Taxing Whatever Moves – A Political Tradition

Spread the love

COMMENT: Your forecast on marijuana was fascinating. I assume it lined up with the Sovereign Debt Crisis starting in 2010 and therefore the economic pressure would cause the change by 2013. Very interesting.


DJ1937-M Crash

REPLY: Yes, you are correct. This is why I say ABSOLUTELY EVERYTHING is 100% Connected. The introduction of the Marijuana Tax in 1937 was followed by 31.4 years until it was overturned by the Supreme Court and then 43 years from 1970 drug laws until the legalization process began in 2013. Everything has amazing order. This frequency appears in everything.

Note that the recovery out of 1932 lasted into 1937 and the crash thereafter. Roosevelt bragged how he turned the economy around at his State of the Union Address in January 1937. By March the market peaked and the crash began. Socialist claim Roosevelt reduced spending. However, they ignore of course the massive tax increases that caused the Crash of 1937 – including the introduction of the Payroll Tax.


Roosevelt began to tax everything in sight. He imposed taxes on profits in silver trading after silver began to rally from its low in 1932. The Silver Tax stamps were used to pay the 1934-63 tax on the profit on transfer of silver bullion. It was the removal of silver in 1964 from the coinage that ended the tax.


There was the 1935 Potato Tax. The law restricted the export of potatoes and mandated that they be used instead to provide direct relief to those in need. Because of the federal government’s direct involvement in the economic affairs of American potato growers, this law was widely regarded as one of the most radical and controversial pieces of legislation enacted during the New Deal. The United States Supreme Court declared it unconstitutional in 1936.

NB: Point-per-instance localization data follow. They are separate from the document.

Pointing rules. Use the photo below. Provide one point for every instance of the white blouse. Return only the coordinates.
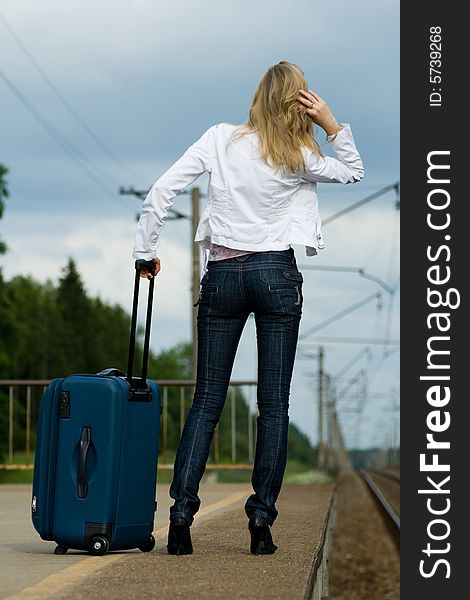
(251, 206)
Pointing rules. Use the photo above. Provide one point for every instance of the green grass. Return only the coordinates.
(16, 477)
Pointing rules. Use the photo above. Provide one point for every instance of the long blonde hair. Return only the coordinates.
(280, 120)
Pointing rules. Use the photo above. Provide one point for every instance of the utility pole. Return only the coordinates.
(195, 275)
(321, 448)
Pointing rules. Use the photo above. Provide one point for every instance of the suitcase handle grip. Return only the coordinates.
(84, 446)
(150, 266)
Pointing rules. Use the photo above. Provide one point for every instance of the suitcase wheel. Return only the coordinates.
(99, 545)
(149, 545)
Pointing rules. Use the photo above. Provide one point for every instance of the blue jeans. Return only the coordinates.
(269, 285)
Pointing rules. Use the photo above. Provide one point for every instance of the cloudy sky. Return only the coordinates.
(95, 95)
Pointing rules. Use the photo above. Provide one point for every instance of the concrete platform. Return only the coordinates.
(221, 566)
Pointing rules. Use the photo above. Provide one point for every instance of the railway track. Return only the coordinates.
(374, 479)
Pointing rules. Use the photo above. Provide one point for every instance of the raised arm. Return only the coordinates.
(347, 167)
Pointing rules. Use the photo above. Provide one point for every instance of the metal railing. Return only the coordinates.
(19, 411)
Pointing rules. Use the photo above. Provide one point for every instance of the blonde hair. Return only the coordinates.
(280, 120)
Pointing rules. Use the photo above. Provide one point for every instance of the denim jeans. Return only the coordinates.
(269, 285)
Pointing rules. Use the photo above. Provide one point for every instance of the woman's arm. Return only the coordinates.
(194, 162)
(347, 167)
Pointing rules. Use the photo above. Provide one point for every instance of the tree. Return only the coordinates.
(3, 194)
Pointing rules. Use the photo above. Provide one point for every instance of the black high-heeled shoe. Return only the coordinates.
(179, 538)
(261, 539)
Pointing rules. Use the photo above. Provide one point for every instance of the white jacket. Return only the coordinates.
(250, 205)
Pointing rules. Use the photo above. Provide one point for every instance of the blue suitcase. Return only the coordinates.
(95, 466)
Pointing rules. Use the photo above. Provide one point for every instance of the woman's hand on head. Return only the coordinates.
(146, 274)
(319, 111)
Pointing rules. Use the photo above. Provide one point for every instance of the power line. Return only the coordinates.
(358, 270)
(351, 340)
(58, 137)
(394, 186)
(64, 101)
(340, 314)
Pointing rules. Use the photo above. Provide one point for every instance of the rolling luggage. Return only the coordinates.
(95, 466)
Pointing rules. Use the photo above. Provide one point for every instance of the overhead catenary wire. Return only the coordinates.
(394, 186)
(72, 111)
(340, 314)
(59, 138)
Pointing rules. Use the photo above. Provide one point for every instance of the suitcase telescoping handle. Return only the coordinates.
(149, 266)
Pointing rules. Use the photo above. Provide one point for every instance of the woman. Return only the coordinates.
(261, 200)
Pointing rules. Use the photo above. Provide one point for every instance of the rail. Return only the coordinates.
(19, 411)
(381, 499)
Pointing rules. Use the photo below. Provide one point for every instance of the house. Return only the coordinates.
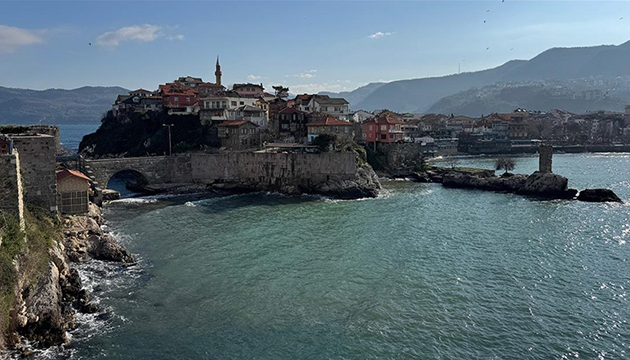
(249, 89)
(361, 115)
(330, 126)
(336, 107)
(383, 129)
(291, 122)
(239, 134)
(249, 113)
(72, 192)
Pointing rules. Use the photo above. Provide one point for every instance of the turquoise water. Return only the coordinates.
(71, 134)
(420, 272)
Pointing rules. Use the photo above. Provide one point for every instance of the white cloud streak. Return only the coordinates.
(307, 74)
(378, 35)
(12, 38)
(142, 33)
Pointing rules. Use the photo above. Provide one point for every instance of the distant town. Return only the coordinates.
(248, 117)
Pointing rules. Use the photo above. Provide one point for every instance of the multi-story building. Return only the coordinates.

The United States had a tax on sales or transfers of stock from 1914 to 1966. They imposed the tax to pay for World War I. As always, once they tax something, they forget to get rid of it. This was instituted in The Revenue Act of 1914 (Act of Oct. 22, 1914 (ch. 331, 38 Stat. 745)), in the amount of 0.2% (20 basis points, bips). They then doubled the tax moving to 0.4% (40 bips) in 1932 despite the fact that the market fell 90%.


The stock transfer tax was repealed only after the Crash of 1966 in hopes of supporting the market. The 1966 Crash was devastating to mutual funds because they ere listed on the exchange and were bid up beyond their net asset value. Reform took hold and ever since funds do not trade that way any more but are based on net asset value.